È incoraggiante che una delegazione egiziana sia atterrata giovedì   per discutere della fine della guerra a Gaza. Secondo quanto riportato da un giornale libanese, il piano egiziano prevede un cessate il fuoco di uno o due mesi, durante i quali gli ostaggi verranno rilasciati gradualmente, dando priorità agli ostaggi più anziani e a quelli con malattie croniche. 

Fonti della difesa ritengono che sia possibile avanzare un accordo per la liberazione degli ostaggi, in parte a causa della preoccupazione di Hamas che la tranquillità sul fronte settentrionale permetta a Israele di trasferire forze relativamente grandi per combattere nella Striscia di Gaza. La posizione di base dell’establishment della difesa non è cambiata: l’accordo per la liberazione degli ostaggi deve andare avanti. L’Idf, è stato detto ai vertici politici, può riprendere a combattere se e quando sarà necessario. 

Il Primo ministro Benjamin Netanyahu ha accettato l’idea che il combattimento possa riprendere in Libano se necessario. L’intensità dei colpi subiti da Hamas a Gaza è molto maggiore di quelli subiti da Hezbollah, ma Netanyahu si oppone a qualsiasi ritiro, anche temporaneo, a vantaggio della liberazione di 101 ostaggi, metà dei quali pare non siano più vivi. Il governo israeliano è indifferente alla loro sorte.

Per i ministri Bezalel Smotrich  e Itamar Ben-Gvir, i capi del culto messianico, un accordo sugli ostaggi è una minaccia al loro grande piano di occupare la Striscia di Gaza e rinnovare gli insediamenti ebraici in quella zona, “impoverendo” la popolazione di Gaza del 50% entro due anni, come ha osservato questa settimana Smotrich, presidente del partito del Sionismo Religioso. 

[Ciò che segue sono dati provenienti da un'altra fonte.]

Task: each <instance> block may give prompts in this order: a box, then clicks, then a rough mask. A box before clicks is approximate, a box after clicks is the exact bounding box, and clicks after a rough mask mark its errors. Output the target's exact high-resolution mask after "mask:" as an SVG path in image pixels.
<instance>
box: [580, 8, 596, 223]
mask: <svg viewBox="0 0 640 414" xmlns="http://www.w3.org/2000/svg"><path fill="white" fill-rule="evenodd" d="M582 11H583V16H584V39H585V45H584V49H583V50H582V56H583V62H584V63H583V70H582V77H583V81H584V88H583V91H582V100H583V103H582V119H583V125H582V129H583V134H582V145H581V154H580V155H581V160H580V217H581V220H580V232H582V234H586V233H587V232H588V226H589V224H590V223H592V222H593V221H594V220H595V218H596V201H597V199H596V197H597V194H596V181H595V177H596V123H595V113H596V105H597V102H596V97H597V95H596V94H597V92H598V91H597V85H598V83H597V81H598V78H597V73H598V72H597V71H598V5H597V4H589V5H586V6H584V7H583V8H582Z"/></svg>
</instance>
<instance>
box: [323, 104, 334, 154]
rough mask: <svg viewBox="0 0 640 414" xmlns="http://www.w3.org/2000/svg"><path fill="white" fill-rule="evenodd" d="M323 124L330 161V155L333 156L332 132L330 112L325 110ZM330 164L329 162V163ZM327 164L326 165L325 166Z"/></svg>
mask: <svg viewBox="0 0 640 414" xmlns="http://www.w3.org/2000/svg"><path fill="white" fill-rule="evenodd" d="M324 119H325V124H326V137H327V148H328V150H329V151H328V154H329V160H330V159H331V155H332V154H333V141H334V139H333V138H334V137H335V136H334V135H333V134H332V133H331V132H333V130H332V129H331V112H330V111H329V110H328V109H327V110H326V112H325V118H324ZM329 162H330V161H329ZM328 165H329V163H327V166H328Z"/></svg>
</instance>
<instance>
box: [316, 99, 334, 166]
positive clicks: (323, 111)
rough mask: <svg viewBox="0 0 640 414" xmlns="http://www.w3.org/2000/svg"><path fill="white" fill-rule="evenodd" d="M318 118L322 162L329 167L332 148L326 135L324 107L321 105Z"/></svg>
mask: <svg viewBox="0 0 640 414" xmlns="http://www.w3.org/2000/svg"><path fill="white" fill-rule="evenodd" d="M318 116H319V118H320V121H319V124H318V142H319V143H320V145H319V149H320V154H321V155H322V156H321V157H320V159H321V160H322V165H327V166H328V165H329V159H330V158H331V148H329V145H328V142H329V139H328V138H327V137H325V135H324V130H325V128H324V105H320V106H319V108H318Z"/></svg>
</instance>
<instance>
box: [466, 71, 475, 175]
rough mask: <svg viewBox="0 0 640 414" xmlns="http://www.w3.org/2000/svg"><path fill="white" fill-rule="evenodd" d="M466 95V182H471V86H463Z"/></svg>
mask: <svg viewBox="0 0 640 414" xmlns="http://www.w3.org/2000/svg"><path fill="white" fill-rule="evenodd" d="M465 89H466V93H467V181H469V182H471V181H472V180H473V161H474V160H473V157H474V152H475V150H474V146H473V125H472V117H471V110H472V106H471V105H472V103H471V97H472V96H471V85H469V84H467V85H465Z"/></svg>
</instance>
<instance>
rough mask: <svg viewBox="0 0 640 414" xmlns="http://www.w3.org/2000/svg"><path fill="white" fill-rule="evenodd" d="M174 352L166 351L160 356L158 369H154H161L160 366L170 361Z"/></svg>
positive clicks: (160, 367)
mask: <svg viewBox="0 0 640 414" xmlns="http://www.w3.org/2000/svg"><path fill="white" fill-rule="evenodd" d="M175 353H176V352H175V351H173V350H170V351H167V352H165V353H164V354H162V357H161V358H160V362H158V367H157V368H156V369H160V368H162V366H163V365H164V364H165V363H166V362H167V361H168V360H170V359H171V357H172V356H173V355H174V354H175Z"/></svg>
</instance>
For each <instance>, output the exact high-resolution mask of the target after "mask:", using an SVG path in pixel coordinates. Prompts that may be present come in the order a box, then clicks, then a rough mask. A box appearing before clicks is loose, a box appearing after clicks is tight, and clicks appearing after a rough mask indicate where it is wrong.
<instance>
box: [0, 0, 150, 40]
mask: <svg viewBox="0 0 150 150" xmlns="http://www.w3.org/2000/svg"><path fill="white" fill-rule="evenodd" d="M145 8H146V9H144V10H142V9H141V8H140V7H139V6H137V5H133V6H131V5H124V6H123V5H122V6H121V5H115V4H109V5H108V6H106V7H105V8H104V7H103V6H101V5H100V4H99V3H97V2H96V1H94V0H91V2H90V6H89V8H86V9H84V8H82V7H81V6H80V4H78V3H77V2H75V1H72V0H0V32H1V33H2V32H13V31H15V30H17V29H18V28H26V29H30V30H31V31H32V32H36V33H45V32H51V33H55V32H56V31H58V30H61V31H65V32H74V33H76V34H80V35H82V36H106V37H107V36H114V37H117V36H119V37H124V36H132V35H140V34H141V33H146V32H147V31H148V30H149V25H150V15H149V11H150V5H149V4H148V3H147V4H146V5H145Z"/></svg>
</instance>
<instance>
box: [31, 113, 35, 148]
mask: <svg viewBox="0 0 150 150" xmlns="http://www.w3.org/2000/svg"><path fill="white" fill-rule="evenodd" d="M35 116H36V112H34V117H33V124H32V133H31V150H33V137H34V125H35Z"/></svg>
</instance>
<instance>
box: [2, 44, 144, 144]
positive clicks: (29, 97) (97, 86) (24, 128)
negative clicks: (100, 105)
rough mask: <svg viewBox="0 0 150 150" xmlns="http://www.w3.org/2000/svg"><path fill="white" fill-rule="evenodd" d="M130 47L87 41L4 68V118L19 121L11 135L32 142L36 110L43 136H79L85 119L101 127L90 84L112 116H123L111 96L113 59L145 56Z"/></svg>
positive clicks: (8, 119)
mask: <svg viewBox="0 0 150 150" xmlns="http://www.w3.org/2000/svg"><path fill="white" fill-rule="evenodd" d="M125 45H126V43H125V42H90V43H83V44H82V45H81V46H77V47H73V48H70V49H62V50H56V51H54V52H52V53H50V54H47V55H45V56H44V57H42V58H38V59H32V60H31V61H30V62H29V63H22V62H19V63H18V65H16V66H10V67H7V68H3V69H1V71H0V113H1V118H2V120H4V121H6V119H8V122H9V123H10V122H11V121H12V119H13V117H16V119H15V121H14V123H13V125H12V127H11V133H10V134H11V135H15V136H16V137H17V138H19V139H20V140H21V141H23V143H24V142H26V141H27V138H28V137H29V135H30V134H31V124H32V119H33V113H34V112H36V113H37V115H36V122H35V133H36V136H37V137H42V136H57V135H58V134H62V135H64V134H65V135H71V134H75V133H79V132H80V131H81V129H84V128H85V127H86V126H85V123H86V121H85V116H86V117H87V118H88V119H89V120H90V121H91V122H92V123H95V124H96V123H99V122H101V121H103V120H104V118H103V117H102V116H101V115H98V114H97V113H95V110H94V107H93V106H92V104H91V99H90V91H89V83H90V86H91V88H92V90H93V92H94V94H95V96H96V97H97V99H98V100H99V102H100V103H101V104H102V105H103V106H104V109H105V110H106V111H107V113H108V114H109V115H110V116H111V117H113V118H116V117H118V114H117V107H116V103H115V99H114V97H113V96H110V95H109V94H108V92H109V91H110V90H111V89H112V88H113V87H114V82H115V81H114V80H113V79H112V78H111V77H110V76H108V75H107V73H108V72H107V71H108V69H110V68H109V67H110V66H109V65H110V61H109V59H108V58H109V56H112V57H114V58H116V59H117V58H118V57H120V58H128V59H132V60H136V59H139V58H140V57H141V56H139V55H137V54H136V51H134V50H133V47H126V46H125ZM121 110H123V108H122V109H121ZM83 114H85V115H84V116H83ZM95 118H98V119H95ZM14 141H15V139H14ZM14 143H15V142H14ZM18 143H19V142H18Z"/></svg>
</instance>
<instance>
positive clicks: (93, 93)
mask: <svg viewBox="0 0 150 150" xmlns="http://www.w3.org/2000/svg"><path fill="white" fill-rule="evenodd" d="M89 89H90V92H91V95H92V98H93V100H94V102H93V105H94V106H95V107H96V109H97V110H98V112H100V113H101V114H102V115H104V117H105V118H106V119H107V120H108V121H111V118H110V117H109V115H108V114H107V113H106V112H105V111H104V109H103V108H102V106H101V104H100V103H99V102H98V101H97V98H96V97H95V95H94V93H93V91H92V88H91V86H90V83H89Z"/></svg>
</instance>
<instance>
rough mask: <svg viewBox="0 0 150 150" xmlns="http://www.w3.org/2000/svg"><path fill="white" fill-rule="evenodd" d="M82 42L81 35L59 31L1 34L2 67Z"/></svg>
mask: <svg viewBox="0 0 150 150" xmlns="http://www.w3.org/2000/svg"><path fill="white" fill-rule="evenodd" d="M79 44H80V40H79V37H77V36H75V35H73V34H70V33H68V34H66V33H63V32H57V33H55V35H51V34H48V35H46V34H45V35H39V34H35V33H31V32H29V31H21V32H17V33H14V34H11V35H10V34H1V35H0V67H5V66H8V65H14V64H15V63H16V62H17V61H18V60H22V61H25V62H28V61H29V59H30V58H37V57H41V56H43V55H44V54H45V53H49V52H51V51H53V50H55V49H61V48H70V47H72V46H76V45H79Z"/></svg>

Gli ostaggi non hanno un valore particolare in questo piano. Netanyahu, anche per ragioni politiche, preferisce uno stato di guerra perpetua. Per lui, minare la coalizione è più pericoloso dell’opzione di lasciare gli ostaggi a Gaza, abbandonati al loro destino.

Riportare a casa gli ostaggi è una missione nazionale che deve scuotere i cittadini. Secondo un team di medici israeliani, alcuni degli ostaggi sono in uno stato di emergenza medica e rischiano di morire. Solo pochi sopravviveranno a un altro inverno. Devono essere salvati ora”.

Ma, nostra chiosa, la sopravvivenza degli ostaggi, 101, di quelli ancora in vita, forse la metà, non è una priorità di Netanyahu e dei suoi ministri guerrafondai. Non lo è. Non lo è mai stata. E mai lo sarà.